The USS St. Andrews (CVE-49) (originally AVG-49, later ACV-49) was assigned to MC hull 260 on 23 August 1942, a ship to be built to modified C3-S-A1 plans. She was laid down on 12 March 1943 by the Seattle-Tacoma Shipbuilding Corporation of Tacoma, Washington; redesignated CVE-49 on 15 July; and launched on 31 July; sponsored by Mrs. Robert W. Morse; transferred to the United Kingdom under Lend-Lease on 7 December; and commissioned the same day as HMS Queen (D19) in the Royal Navy.

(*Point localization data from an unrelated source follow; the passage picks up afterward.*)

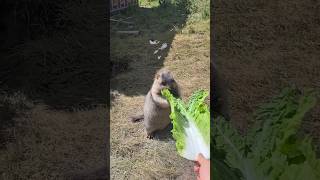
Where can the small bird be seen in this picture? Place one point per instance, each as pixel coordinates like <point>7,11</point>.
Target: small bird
<point>153,42</point>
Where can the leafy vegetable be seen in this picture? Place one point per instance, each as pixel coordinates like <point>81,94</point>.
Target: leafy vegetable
<point>271,150</point>
<point>191,124</point>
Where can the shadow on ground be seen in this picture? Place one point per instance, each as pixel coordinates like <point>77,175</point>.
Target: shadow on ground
<point>54,58</point>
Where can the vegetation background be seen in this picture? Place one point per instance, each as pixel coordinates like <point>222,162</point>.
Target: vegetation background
<point>184,26</point>
<point>53,86</point>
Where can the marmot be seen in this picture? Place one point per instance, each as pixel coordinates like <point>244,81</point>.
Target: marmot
<point>156,109</point>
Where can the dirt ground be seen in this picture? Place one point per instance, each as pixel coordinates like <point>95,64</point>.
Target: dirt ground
<point>53,91</point>
<point>263,46</point>
<point>133,156</point>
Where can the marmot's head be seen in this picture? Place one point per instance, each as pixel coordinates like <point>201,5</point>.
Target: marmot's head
<point>164,79</point>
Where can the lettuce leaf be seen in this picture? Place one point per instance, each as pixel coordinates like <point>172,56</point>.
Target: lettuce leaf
<point>272,148</point>
<point>191,124</point>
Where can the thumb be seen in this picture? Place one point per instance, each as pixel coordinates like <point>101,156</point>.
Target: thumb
<point>200,158</point>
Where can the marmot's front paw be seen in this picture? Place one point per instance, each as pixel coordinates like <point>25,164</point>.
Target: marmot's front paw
<point>150,135</point>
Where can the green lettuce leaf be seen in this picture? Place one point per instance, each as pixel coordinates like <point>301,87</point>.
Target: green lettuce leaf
<point>191,124</point>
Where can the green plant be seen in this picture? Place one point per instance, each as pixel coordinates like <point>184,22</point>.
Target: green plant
<point>272,148</point>
<point>191,124</point>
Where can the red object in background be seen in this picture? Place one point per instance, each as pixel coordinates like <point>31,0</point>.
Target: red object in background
<point>117,5</point>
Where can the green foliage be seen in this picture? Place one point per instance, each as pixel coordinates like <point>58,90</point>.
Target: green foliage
<point>191,124</point>
<point>272,149</point>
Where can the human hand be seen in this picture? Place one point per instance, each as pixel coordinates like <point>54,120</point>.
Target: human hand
<point>202,168</point>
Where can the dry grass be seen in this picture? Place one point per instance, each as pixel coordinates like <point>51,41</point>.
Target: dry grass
<point>133,156</point>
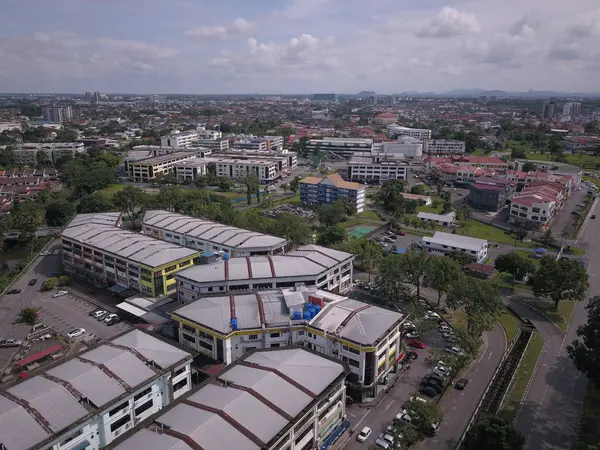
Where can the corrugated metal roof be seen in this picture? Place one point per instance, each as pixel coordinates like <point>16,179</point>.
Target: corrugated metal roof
<point>242,407</point>
<point>151,440</point>
<point>54,402</point>
<point>88,379</point>
<point>18,429</point>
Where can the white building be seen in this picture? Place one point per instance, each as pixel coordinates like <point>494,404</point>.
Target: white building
<point>191,169</point>
<point>90,400</point>
<point>181,139</point>
<point>309,265</point>
<point>445,243</point>
<point>394,130</point>
<point>364,336</point>
<point>340,146</point>
<point>288,399</point>
<point>207,236</point>
<point>443,220</point>
<point>407,147</point>
<point>376,169</point>
<point>443,147</point>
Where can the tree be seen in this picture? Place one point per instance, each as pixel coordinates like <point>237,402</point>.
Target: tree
<point>480,301</point>
<point>515,264</point>
<point>494,433</point>
<point>528,167</point>
<point>561,280</point>
<point>440,274</point>
<point>331,236</point>
<point>59,212</point>
<point>330,215</point>
<point>94,203</point>
<point>418,189</point>
<point>129,200</point>
<point>29,316</point>
<point>585,351</point>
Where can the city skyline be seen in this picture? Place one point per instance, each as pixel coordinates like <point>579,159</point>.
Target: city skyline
<point>298,46</point>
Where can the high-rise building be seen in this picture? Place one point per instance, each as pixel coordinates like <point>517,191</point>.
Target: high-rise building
<point>548,109</point>
<point>572,109</point>
<point>57,114</point>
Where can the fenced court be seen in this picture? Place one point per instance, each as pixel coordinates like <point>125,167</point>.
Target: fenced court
<point>360,231</point>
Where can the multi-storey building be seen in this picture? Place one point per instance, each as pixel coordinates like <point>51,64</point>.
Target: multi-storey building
<point>278,399</point>
<point>443,147</point>
<point>95,248</point>
<point>445,243</point>
<point>309,265</point>
<point>490,194</point>
<point>394,130</point>
<point>376,169</point>
<point>321,191</point>
<point>57,114</point>
<point>207,237</point>
<point>90,400</point>
<point>366,337</point>
<point>340,146</point>
<point>180,139</point>
<point>265,171</point>
<point>148,169</point>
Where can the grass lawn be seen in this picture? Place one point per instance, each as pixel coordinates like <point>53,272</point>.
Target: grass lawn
<point>484,231</point>
<point>560,317</point>
<point>589,432</point>
<point>524,372</point>
<point>510,324</point>
<point>111,190</point>
<point>596,181</point>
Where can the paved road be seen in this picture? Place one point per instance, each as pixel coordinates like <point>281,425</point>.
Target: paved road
<point>550,412</point>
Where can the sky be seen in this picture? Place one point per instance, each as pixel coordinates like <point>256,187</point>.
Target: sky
<point>298,46</point>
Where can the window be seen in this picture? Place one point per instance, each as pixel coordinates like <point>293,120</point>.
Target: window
<point>142,394</point>
<point>144,407</point>
<point>179,385</point>
<point>119,423</point>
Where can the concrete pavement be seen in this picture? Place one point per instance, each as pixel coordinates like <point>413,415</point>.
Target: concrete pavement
<point>549,415</point>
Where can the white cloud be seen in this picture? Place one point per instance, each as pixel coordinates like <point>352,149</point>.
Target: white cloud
<point>239,27</point>
<point>449,22</point>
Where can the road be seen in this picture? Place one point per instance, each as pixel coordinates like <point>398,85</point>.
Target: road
<point>549,415</point>
<point>62,313</point>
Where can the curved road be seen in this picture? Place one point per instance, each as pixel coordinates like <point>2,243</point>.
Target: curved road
<point>550,413</point>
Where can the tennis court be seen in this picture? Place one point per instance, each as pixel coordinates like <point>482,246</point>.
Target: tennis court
<point>360,231</point>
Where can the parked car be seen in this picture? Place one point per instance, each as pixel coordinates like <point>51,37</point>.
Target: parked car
<point>76,333</point>
<point>461,384</point>
<point>416,344</point>
<point>364,434</point>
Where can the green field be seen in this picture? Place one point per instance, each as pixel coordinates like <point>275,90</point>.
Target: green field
<point>524,372</point>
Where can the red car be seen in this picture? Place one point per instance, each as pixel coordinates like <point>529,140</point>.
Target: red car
<point>416,343</point>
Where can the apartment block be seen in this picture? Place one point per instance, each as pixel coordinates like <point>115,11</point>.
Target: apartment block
<point>208,237</point>
<point>445,243</point>
<point>323,191</point>
<point>290,399</point>
<point>364,336</point>
<point>376,169</point>
<point>443,147</point>
<point>309,265</point>
<point>93,398</point>
<point>96,249</point>
<point>148,169</point>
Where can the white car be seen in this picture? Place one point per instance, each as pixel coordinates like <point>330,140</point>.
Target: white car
<point>76,333</point>
<point>364,434</point>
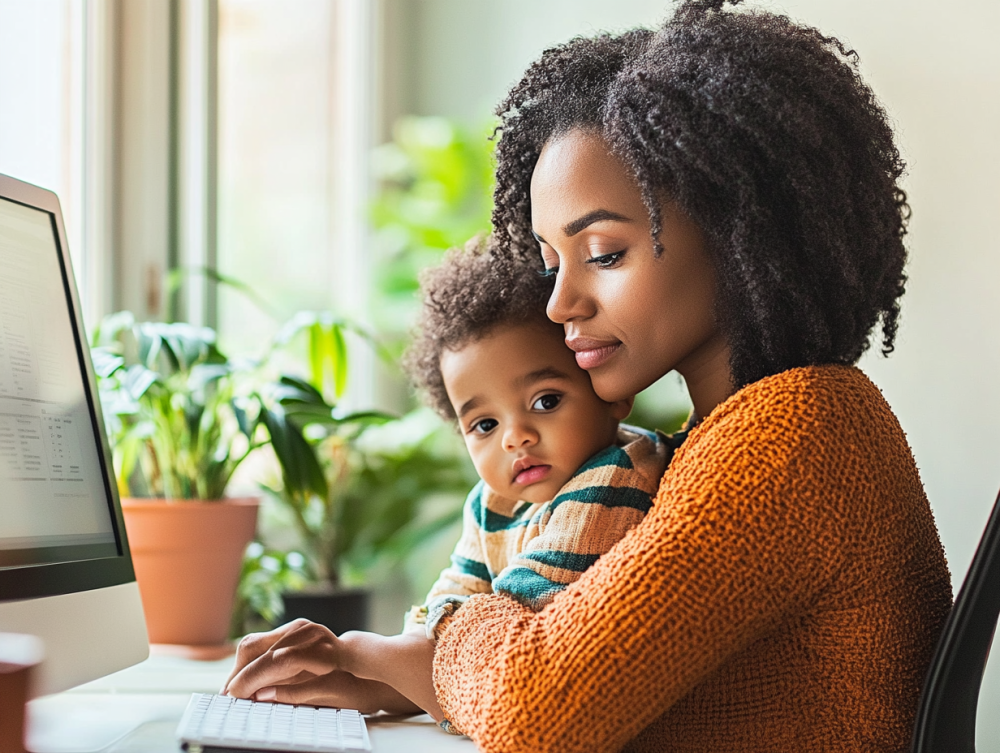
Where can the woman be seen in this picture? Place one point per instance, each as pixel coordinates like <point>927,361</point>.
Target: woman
<point>719,198</point>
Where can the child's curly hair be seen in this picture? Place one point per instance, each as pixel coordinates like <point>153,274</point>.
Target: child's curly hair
<point>764,133</point>
<point>465,298</point>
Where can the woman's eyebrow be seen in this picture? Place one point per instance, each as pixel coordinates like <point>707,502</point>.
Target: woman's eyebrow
<point>598,215</point>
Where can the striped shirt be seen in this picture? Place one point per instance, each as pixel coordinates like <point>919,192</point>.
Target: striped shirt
<point>531,551</point>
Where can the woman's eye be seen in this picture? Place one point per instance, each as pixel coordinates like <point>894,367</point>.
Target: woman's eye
<point>546,402</point>
<point>485,426</point>
<point>607,261</point>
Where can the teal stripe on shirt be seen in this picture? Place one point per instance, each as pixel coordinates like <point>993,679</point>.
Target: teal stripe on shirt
<point>565,560</point>
<point>487,519</point>
<point>608,496</point>
<point>471,567</point>
<point>615,456</point>
<point>526,586</point>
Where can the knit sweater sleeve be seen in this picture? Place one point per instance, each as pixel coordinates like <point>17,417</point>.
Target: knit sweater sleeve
<point>741,534</point>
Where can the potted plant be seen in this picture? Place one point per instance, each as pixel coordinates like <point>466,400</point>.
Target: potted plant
<point>181,418</point>
<point>360,489</point>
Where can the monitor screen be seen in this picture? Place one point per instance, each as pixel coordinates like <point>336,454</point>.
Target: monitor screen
<point>55,504</point>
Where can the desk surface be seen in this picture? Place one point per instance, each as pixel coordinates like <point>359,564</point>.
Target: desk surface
<point>137,711</point>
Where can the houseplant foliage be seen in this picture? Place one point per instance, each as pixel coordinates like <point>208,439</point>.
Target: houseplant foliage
<point>435,185</point>
<point>360,489</point>
<point>180,416</point>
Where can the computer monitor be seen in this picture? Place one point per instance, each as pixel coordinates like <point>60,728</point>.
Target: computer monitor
<point>65,570</point>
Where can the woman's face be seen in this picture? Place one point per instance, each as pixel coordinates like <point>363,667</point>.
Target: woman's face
<point>630,316</point>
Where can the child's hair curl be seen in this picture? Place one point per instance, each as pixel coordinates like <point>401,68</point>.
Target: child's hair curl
<point>465,298</point>
<point>764,133</point>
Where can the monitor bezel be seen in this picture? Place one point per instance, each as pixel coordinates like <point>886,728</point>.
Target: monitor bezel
<point>53,579</point>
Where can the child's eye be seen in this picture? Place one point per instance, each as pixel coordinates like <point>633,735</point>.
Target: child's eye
<point>546,402</point>
<point>607,261</point>
<point>485,426</point>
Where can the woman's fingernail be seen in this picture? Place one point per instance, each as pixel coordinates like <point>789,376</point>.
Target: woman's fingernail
<point>266,694</point>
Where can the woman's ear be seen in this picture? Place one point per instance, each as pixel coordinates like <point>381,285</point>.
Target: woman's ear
<point>621,408</point>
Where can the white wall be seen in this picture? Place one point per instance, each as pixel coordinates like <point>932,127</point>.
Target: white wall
<point>936,68</point>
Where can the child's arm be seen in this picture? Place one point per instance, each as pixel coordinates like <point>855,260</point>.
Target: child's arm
<point>468,572</point>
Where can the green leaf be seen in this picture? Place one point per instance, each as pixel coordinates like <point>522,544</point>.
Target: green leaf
<point>340,363</point>
<point>300,468</point>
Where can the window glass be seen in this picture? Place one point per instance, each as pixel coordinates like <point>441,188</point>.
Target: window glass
<point>41,114</point>
<point>275,166</point>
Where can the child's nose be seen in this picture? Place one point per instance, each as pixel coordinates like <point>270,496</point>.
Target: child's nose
<point>520,435</point>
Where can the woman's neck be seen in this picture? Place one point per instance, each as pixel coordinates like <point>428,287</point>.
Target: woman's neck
<point>708,376</point>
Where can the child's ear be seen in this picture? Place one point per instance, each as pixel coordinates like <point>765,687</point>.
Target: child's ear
<point>621,408</point>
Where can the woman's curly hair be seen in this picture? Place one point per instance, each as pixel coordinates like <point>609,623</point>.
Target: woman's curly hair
<point>764,133</point>
<point>465,298</point>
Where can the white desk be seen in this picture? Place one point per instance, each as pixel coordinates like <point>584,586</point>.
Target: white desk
<point>137,711</point>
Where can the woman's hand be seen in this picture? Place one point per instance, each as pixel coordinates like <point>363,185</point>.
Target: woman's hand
<point>303,662</point>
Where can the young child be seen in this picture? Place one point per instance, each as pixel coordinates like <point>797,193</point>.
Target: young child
<point>562,481</point>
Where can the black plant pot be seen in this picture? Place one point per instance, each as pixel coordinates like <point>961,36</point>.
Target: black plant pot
<point>340,610</point>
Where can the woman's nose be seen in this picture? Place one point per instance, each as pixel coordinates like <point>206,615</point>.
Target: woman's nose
<point>567,301</point>
<point>519,435</point>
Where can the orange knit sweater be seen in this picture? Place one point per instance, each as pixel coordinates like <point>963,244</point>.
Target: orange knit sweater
<point>784,594</point>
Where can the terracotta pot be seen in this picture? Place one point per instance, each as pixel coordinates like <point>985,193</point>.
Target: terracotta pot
<point>187,557</point>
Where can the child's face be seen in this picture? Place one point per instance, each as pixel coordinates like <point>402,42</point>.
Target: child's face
<point>528,413</point>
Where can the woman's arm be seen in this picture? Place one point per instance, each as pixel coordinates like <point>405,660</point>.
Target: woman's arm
<point>723,555</point>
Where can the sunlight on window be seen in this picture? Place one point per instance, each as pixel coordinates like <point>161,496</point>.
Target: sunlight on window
<point>276,98</point>
<point>41,116</point>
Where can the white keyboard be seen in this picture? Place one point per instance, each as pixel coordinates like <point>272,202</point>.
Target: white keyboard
<point>218,721</point>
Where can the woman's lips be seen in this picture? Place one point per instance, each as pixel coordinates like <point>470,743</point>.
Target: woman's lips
<point>532,474</point>
<point>592,353</point>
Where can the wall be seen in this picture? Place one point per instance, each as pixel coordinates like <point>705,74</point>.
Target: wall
<point>936,68</point>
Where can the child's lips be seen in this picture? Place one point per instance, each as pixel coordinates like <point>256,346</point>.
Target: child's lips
<point>532,474</point>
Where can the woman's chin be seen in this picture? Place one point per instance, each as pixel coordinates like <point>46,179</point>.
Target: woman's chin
<point>613,384</point>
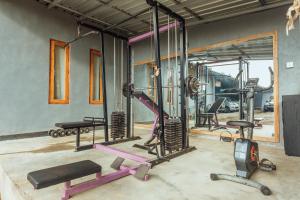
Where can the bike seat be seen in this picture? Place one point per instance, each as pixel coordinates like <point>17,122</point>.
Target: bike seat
<point>242,124</point>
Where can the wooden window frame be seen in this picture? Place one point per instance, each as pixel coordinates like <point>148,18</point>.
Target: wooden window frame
<point>94,52</point>
<point>51,98</point>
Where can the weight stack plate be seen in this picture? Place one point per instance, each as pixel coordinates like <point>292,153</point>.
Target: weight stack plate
<point>173,135</point>
<point>117,125</point>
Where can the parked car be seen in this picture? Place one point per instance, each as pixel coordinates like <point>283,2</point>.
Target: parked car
<point>229,106</point>
<point>269,106</point>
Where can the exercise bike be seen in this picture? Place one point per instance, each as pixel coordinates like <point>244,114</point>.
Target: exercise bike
<point>246,152</point>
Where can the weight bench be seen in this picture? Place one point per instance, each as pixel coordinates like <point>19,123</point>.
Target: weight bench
<point>86,123</point>
<point>63,173</point>
<point>66,173</point>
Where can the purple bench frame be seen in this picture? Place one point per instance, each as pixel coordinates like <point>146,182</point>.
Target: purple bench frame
<point>71,190</point>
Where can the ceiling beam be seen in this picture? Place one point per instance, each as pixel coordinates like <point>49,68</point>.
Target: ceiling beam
<point>240,50</point>
<point>92,10</point>
<point>263,2</point>
<point>54,3</point>
<point>190,11</point>
<point>75,12</point>
<point>259,9</point>
<point>107,3</point>
<point>127,19</point>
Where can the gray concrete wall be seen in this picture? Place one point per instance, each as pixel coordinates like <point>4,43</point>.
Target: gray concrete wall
<point>26,28</point>
<point>234,28</point>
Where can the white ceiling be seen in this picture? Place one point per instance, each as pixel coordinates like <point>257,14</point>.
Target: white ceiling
<point>106,13</point>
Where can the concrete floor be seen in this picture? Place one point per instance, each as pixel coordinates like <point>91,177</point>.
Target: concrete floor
<point>186,177</point>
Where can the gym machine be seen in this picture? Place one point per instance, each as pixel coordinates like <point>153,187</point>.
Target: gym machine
<point>246,152</point>
<point>117,118</point>
<point>67,173</point>
<point>169,132</point>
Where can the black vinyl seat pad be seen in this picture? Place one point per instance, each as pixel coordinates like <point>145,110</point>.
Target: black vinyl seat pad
<point>81,124</point>
<point>240,123</point>
<point>63,173</point>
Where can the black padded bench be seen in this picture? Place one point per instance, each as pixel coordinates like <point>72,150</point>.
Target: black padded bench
<point>63,173</point>
<point>71,125</point>
<point>86,123</point>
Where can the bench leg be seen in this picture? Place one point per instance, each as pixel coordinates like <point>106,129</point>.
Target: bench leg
<point>66,193</point>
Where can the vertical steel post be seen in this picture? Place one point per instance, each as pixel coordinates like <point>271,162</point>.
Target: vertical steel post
<point>104,89</point>
<point>182,82</point>
<point>197,97</point>
<point>241,111</point>
<point>128,101</point>
<point>206,86</point>
<point>158,78</point>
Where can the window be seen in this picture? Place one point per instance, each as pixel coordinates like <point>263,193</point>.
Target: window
<point>59,72</point>
<point>96,96</point>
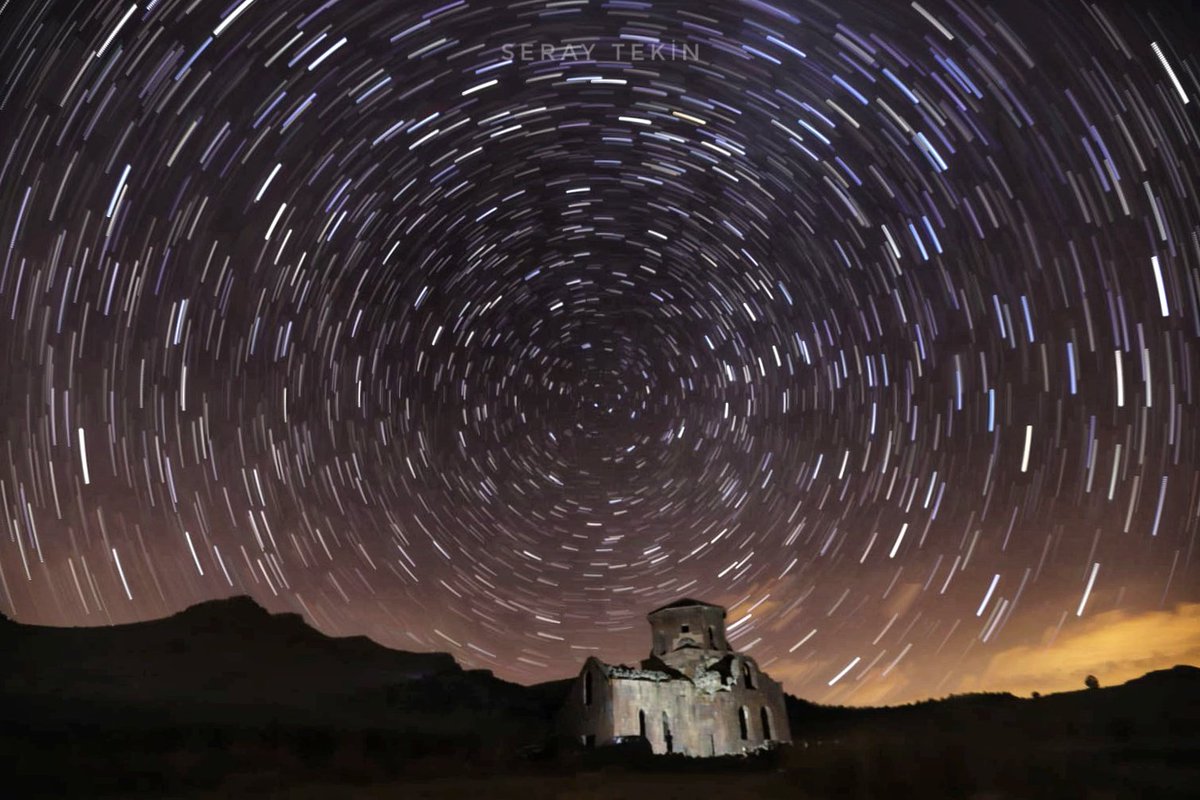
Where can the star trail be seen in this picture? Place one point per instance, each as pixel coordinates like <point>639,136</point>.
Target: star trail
<point>486,328</point>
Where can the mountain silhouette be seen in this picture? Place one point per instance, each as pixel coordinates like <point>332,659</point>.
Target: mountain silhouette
<point>231,661</point>
<point>228,699</point>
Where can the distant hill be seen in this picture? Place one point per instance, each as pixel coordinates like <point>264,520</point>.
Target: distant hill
<point>227,699</point>
<point>231,661</point>
<point>1163,703</point>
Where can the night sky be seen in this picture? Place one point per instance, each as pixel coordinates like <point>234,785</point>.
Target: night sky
<point>876,322</point>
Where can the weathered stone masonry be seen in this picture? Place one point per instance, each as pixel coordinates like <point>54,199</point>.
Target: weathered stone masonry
<point>694,695</point>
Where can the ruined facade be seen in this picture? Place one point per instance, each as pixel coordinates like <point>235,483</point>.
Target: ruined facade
<point>694,695</point>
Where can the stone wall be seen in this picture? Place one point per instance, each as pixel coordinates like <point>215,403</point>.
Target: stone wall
<point>700,723</point>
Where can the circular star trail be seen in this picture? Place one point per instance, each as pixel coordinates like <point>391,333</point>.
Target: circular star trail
<point>487,328</point>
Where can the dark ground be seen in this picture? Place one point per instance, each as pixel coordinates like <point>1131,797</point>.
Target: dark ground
<point>225,701</point>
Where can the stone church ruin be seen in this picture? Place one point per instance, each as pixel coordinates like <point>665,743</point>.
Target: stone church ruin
<point>694,695</point>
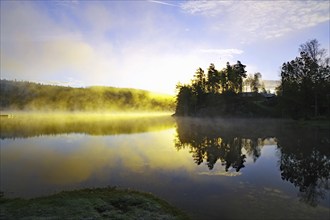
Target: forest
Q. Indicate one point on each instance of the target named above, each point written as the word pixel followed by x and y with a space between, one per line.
pixel 304 91
pixel 30 96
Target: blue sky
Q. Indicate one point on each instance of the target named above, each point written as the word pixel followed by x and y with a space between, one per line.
pixel 152 45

HMS Queen served British and Allied escort forces in protecting the vital convoy supply effort across the North Atlantic in 1944, and in the Pacific campaigns in 1945. After hostilities ceased, she was converted to a troop carrier and used to bring British forces back from the Far East, before being returned to the United States at Norfolk, Virginia, 31 October 1946.

On arrival, Queen was decommissioned by the Royal Navy and was taken over by the U.S. Navy. In excess of Navy needs, CVE-49 was slated, in December, for disposal; struck from the Navy Register in July 1947, sold to the N.V. Stoomv, Maats, Nederland Co., Amsterdam, Netherlands and pressed into merchant service as Roebiah on 29 July 1947 (renamed President Marcos in 1967 and Lucky One in 1972). She was scrapped in Taiwan in 1972.